Ghost’s Of Girlfriends PastHe's obviously abusing the ellipsis [kids, don't smoke a lot of weed!], but his apostrophes--missing and present--are largely catastrophes. He's missing two and has one extra, meaning he only used the apostrophe correctly 25 percent of the time in this paragraph.
GOGP...began work in Boston 6 weeks ago...nice to be in a winter environment after 3 summers in a row, but that California sun gonna feel good in June....I am having a blast...my character, Conner Mead, really has a strong point of view on love, women, and family...he’s even funnier and more heartfelt than I thought he was on the page...its cool being in a very edgy comedy where the dialogue and situations skirt that "R" rated innuendo..its adult humor for the young at heart... (Read...more...)

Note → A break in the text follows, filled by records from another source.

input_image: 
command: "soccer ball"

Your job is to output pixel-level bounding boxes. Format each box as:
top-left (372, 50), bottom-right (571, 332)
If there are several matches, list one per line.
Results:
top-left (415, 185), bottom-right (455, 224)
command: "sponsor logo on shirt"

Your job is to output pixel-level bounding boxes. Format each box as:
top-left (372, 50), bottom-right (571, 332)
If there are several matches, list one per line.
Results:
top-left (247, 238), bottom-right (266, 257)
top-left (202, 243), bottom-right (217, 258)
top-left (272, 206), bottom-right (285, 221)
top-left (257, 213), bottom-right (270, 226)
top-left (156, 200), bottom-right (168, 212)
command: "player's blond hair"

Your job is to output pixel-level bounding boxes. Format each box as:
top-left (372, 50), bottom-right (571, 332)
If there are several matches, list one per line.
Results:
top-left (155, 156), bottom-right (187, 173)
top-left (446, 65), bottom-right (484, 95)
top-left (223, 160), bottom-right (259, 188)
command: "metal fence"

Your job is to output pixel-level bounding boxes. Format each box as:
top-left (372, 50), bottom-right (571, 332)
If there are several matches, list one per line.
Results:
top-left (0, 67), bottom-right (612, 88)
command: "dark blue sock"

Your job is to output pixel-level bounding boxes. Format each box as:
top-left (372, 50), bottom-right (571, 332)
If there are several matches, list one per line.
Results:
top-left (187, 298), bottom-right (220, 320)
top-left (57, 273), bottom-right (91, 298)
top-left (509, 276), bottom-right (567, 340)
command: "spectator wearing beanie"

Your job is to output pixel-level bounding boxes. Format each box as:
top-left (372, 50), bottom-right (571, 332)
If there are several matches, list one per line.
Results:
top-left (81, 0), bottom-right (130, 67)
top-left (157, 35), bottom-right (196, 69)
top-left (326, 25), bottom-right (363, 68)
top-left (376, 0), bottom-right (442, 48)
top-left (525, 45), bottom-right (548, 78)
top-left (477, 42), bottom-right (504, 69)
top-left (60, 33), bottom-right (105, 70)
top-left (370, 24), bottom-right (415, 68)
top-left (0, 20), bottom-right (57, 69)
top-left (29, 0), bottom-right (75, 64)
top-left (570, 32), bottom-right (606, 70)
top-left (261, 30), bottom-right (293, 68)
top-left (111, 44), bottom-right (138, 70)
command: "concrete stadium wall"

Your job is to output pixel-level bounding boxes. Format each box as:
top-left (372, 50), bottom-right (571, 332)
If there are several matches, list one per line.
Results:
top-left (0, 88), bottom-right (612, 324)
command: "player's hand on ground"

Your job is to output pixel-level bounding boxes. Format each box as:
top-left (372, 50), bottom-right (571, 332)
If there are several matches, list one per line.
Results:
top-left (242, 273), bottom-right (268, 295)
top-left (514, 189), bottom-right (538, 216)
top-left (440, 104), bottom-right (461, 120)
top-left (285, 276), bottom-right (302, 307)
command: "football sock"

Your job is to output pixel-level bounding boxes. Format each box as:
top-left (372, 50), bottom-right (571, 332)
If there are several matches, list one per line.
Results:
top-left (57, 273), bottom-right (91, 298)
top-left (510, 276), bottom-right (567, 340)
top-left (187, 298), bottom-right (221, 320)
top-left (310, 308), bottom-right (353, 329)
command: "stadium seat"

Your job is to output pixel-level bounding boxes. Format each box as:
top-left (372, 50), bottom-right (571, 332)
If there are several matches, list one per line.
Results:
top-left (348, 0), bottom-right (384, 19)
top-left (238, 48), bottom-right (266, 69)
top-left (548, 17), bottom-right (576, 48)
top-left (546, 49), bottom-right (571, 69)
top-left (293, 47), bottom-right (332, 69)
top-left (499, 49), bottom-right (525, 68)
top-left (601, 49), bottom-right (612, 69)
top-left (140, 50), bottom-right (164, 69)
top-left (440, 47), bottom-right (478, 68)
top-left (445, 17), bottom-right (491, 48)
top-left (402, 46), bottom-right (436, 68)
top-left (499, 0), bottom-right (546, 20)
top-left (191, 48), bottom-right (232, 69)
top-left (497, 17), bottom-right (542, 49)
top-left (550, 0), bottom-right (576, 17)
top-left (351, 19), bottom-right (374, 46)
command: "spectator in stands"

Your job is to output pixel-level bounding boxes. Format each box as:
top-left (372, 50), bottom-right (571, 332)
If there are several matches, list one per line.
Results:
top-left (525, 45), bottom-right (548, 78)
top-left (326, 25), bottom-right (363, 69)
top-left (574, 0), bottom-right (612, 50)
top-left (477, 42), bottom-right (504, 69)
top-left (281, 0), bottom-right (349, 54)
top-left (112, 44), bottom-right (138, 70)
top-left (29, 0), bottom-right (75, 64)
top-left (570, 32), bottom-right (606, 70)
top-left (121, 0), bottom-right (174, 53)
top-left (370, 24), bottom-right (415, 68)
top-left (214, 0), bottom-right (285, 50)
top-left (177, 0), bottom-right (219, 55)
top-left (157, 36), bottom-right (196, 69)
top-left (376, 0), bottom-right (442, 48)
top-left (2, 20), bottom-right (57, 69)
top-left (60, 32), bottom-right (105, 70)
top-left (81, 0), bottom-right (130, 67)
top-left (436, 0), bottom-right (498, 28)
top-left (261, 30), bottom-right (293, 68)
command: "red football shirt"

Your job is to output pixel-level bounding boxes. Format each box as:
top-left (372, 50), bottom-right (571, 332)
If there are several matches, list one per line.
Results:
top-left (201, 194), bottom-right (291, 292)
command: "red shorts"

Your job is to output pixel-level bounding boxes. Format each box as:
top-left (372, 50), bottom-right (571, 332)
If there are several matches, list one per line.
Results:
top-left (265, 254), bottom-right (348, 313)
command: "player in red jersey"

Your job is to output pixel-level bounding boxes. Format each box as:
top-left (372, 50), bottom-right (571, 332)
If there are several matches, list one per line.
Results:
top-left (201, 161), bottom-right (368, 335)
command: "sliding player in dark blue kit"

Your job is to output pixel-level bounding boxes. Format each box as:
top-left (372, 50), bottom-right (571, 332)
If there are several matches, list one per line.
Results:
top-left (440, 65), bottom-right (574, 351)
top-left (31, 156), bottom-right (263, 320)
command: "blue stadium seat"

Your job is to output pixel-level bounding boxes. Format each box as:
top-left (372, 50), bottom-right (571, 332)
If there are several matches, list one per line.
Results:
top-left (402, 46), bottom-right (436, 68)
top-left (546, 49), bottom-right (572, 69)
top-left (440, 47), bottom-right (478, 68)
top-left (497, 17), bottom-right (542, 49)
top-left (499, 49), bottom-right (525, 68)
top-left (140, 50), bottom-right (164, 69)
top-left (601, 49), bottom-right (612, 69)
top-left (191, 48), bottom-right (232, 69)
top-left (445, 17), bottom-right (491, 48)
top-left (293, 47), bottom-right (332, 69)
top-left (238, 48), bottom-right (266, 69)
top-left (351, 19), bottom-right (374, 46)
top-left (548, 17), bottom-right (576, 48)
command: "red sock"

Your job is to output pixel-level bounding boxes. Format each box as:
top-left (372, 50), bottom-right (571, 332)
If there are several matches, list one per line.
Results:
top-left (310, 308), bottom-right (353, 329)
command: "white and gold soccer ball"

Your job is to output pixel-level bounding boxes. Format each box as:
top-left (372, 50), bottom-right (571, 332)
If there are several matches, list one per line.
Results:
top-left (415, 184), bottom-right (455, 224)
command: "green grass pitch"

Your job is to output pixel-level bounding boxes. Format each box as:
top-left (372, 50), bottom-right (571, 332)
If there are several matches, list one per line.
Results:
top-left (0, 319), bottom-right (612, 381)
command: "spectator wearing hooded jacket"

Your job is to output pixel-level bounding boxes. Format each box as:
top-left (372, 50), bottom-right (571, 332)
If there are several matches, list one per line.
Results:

Just in case anyone else is dazed and confused, apostrophes are used:
1) in contractions. When two words collide and drop a letter, the apostrophe lets you know that's [short for "that has"] happened.
2) in possessives. The apostrophe tells you it's Matthew McConaughey's blog.
They are not used to make plurals, though we will politely look the other way if you mention the "A's" on your report card.
There is such a thing as a plural possessive, however. To make these, first find the plural form of the noun. Woman becomes women. Then, add the apostrophe+S. Women's.
This is really only tricky when your noun ends in S. He is Hank Jones. He is one of the Joneses. Keeping up with the Joneses' investments is difficult.